T.J. Laverne
author of supernatural historical fiction
The Hall of Records
In “Seven Whistlers,” Wyatt Mortimer reveals to the McGivney girls that his Uncle Spooky once met a man named Edgar Cayce—the “Sleeping Prophet.” In fact, Edgar Cayce was a very real person—even if the fictional character, Spooky, never crossed paths with him. Edgar Cayce, who was born in 1877, was a clairvoyant with purported psychic abilities. He spoke in his sleep, claiming to gain access to these psychic abilities while dreaming, thus making prophecies as he slept. He claimed many things while sleeping, including the assertion that he was reincarnated from a person who had lived on the lost continent of Atlantis.
If you’re not familiar with the mythology, Atlantis was a technologically advanced civilization of great wealth and power which existed sometime around 10,000 B.C. They conquered many lands, and for their greed they were punished by the gods, who sent a massive wave which plunged the whole civilization underwater. Some theorize that Atlantis was located on the island of Santorini, and was destroyed by a tsunami which occurred as the result of a volcanic eruption in 1600 B.C.
Others theorize that Atlantis was the basis for all ancient civilizations around the world. Before the island was destroyed, it is said that some Atlanteans were able to escape and scattered to the different continents, thus bringing Atlantean culture to all corners of the world. This is what Spooky believed, and what he was hoping to prove while he was still alive. Unfortunately, he never got the chance. Now, it is even more important that Wyatt carry on his uncle’s legacy and find the proof Spooky was looking for. Because a new group, called the Brownshirts, are looking to prove the opposite: that the technologically advanced race which lived on Atlantis are the ancestors of the “Aryan race,” thus proving their superiority to all other races.
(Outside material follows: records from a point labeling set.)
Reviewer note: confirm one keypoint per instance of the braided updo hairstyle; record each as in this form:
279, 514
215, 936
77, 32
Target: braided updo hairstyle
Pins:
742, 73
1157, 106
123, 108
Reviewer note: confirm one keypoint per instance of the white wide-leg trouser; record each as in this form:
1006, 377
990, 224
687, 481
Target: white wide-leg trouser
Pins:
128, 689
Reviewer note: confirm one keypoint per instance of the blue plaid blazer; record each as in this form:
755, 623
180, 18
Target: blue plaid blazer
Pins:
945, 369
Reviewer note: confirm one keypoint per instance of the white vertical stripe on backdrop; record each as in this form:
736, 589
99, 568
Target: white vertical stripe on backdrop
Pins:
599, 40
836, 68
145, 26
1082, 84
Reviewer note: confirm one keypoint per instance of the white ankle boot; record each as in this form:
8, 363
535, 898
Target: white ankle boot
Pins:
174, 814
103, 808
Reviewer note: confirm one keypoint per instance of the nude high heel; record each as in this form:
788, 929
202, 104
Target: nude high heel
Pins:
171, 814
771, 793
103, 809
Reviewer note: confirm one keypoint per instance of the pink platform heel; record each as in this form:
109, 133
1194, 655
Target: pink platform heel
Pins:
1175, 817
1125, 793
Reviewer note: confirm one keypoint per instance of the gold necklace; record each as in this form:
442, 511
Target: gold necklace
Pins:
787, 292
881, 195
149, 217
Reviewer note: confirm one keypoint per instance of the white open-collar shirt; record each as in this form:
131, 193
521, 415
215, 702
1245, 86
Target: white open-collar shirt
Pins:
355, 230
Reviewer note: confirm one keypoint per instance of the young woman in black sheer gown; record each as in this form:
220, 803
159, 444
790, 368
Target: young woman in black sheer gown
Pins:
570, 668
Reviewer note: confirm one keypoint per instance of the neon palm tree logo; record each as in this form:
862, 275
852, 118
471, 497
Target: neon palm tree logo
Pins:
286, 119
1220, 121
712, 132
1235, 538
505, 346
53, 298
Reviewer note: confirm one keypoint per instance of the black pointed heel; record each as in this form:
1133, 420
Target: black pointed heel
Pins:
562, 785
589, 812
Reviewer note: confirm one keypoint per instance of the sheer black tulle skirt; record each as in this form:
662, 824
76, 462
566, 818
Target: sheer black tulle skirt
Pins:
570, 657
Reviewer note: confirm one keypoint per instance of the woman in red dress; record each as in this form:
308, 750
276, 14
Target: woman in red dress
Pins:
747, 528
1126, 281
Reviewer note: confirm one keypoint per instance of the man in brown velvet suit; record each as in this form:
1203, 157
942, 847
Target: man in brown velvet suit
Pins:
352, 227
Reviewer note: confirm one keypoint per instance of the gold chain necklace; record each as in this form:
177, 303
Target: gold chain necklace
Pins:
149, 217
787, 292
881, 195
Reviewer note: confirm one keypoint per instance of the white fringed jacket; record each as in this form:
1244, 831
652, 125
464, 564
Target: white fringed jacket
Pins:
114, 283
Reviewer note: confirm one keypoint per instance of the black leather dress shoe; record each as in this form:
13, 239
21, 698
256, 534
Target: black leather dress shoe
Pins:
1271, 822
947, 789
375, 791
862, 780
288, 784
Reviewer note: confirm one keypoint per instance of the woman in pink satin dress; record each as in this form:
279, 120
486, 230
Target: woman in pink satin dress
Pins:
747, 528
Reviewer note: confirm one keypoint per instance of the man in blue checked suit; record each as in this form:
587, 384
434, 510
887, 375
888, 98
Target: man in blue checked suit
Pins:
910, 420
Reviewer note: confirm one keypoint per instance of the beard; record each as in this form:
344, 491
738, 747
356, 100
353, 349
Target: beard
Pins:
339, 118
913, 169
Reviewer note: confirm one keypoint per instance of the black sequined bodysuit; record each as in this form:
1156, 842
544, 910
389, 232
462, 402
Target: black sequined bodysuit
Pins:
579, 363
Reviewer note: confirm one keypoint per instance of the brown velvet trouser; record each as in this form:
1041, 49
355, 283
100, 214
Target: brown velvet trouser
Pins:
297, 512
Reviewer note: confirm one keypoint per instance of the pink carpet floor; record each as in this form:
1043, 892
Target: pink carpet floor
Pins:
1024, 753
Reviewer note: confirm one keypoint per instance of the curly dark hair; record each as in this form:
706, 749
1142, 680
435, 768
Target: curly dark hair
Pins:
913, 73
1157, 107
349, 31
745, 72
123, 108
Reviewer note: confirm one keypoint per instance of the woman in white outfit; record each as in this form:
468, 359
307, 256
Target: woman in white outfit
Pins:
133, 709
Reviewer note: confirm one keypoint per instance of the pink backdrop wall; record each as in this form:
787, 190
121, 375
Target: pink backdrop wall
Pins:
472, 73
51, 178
According to his “inside knowledge,” Edgar Cayce prophesied that the Atlanteans, before their destruction, brought all of their treasures to two locations which he named the “Hall of Records”: one beneath the paws of the Great Sphinx in Cairo, Egypt, and one on the Yucatan Peninsula in Mexico. Since Spooky already searched the Hall of Records in Cairo and found nothing, it is Wyatt’s job to find the one on the Yucatan Peninsula.
I love linking all of my books together in strange, subtle ways, and there are links in “Seven Whistlers” to two of my previous novels: “Wandering Star” and “Phineas and Aurora.” In “Wandering Star,” the third book of the Puddle Jumper Trilogy, Leena time-travels to an Atlantis that could very well have stowed away the treasures in the Hall of Records. In the Hall of Records, as well as in Leena’s Atlantis, there is evidence of a melding of all the cultures and races around the world.
In “Phineas and Aurora,” Phineas and Aurora’s team of explorers find the Hall of Records beneath the Great Sphinx’s paws in Cairo, although no one strictly calls it the "Hall of Records," and remove its only treasure: The Book of Thoth. “Phineas and Aurora” took place in 1841. So, it’s very possible that the reason the Hall of Records which Spooky searched beneath the Sphinx’s paws in the 1920s is empty, is because Phineas and Aurora removed all of its contents, first. Isn’t it?